被相続人が孫と養子縁組をすれば一親等血族になりますが、孫養子については例外的に相続税の2割加算が適用されます。

孫養子が2割加算の対象になるのは、被相続人から孫に直接相続すると、子の相続が発生した際の相続税の課税を回避することになることから、租税回避目的での養子縁組が行われる可能性が想定されるからです。

なお、孫養子が代襲相続人としての立場にある場合、2割加算は適用されません。

相続税の贈与加算の対象となる財産

被相続人から相続開始前3年以内に贈与を受けたことのある人が、相続等により財産を取得した場合、贈与財産を相続税に加算しなければなりません。
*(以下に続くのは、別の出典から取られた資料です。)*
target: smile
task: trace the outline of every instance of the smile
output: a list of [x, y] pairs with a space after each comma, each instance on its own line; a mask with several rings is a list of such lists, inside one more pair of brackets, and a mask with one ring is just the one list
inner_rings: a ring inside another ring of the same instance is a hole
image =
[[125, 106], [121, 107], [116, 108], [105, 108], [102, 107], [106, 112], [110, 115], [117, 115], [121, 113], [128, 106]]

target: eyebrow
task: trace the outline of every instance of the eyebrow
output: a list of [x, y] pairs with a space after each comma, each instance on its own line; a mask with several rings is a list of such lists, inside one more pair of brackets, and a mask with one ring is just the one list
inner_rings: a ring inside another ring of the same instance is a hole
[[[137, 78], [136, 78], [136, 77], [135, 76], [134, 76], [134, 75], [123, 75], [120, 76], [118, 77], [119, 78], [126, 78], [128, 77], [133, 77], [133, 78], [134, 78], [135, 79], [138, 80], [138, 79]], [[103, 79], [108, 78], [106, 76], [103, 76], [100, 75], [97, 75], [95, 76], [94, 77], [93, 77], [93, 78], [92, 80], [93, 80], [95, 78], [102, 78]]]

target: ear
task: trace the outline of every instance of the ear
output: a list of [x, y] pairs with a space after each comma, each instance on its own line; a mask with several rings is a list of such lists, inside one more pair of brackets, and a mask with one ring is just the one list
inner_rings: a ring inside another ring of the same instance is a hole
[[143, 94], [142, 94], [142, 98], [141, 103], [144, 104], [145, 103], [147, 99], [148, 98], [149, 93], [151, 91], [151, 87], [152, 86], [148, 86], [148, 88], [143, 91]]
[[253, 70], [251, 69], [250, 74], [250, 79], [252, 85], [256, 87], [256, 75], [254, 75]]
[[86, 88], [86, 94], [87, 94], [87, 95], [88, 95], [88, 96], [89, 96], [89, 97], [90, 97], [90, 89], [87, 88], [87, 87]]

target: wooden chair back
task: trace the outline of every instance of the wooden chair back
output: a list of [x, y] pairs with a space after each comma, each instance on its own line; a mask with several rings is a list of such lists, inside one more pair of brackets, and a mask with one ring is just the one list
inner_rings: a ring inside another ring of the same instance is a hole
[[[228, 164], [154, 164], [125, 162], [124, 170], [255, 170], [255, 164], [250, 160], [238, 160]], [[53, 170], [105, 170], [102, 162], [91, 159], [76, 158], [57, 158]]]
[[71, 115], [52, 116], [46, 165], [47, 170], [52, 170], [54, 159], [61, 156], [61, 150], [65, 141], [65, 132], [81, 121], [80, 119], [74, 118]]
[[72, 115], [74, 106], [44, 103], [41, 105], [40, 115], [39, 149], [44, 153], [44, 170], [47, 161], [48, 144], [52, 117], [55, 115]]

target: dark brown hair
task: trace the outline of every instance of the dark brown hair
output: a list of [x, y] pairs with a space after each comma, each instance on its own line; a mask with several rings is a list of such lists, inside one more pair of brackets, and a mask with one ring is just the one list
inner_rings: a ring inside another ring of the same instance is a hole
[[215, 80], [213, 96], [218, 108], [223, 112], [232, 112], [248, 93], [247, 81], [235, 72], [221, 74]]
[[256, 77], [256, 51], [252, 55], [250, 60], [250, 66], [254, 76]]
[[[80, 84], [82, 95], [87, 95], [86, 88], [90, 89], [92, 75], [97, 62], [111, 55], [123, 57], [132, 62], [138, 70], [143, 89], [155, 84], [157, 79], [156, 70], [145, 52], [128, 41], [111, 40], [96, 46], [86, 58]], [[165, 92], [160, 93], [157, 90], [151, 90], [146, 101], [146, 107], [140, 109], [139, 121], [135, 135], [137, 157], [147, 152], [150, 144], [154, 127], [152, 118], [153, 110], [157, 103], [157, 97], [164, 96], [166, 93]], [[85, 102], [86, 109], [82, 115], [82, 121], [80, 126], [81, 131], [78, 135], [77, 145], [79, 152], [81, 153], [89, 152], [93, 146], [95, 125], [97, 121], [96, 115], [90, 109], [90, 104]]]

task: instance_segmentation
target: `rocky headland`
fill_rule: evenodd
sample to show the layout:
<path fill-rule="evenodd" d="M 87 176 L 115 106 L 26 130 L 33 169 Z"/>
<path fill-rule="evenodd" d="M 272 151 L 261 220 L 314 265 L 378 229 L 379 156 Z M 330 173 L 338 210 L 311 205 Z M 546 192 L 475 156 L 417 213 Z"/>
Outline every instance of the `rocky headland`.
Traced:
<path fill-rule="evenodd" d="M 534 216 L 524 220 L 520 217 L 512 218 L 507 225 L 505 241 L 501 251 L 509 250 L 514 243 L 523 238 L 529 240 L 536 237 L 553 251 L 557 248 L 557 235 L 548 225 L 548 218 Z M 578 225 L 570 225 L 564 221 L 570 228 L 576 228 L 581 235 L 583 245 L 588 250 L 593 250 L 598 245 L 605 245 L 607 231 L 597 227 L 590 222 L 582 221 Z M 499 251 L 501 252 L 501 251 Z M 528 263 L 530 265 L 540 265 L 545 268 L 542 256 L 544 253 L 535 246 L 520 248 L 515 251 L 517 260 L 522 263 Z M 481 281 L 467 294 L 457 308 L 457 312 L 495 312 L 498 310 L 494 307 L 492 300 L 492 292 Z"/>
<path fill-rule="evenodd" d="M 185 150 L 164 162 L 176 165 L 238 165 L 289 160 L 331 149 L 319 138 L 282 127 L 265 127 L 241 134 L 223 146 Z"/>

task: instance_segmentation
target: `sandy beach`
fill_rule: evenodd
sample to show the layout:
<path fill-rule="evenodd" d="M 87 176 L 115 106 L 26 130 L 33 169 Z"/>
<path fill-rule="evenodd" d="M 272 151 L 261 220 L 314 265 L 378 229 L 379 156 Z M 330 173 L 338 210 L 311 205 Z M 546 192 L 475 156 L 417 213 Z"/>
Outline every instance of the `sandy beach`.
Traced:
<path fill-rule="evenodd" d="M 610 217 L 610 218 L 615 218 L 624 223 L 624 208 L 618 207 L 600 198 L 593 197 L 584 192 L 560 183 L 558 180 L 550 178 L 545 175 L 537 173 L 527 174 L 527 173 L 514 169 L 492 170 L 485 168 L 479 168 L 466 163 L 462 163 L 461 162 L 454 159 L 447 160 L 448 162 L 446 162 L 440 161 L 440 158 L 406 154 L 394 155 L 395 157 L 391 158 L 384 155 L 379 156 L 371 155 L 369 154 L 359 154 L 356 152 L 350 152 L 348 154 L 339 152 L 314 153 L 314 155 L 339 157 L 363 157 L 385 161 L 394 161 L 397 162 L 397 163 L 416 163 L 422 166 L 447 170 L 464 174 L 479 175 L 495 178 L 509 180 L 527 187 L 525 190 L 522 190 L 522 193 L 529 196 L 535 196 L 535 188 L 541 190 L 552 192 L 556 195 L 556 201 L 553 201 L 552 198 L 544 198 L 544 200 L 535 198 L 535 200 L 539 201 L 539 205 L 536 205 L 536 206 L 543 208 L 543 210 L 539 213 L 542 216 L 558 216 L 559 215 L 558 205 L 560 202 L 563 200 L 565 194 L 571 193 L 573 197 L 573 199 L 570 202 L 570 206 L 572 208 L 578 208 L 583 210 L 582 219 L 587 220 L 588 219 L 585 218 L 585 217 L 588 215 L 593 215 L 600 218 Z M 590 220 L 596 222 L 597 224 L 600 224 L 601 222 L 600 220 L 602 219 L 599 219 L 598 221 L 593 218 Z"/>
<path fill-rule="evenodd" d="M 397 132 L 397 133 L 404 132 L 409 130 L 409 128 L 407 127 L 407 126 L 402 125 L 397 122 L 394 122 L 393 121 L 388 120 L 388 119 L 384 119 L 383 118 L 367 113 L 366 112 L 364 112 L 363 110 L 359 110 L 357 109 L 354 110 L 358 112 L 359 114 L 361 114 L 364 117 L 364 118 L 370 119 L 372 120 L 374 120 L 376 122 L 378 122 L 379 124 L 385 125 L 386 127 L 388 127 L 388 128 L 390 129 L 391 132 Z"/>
3年内の贈与加算の対象となるのは、対象期間内に贈与を受けた財産(非課税財産を除く)すべてで、贈与税の基礎控除額以内で贈与した財産も加算対象です。

ただし、贈与加算の対象となるのは相続や遺贈等で相続財産を取得した方だけであるため、相続財産を一切取得していない相続人等が取得した贈与財産は、相続税に加算する必要がありません。

なお、令和5年度の税制改正により、贈与加算の期間が拡大することが決定し、令和6年1月1日以後に贈与により取得する財産の加算期間は3年から7年に拡大されます。

拡大した4年の期間に贈与により取得した財産は、総額100万円まで加算されませんが、贈与を活用した相続税の節税は行いにくくなります。

二次相続における未成年者控除・障害者控除を適用する場合

二次相続で未成年者控除や障害者控除を適用する場合、一次相続における各控除の適用の有無と、控除した額を確認する必要があります。

二次相続で適用できる未成年者控除の額

一次相続で未成年者控除を適用していた場合、二次相続で控除できるのは、今回の未成年者控除可能額と、過去に適用した未成年者控除を除いた残額のいずれか少ない金額です。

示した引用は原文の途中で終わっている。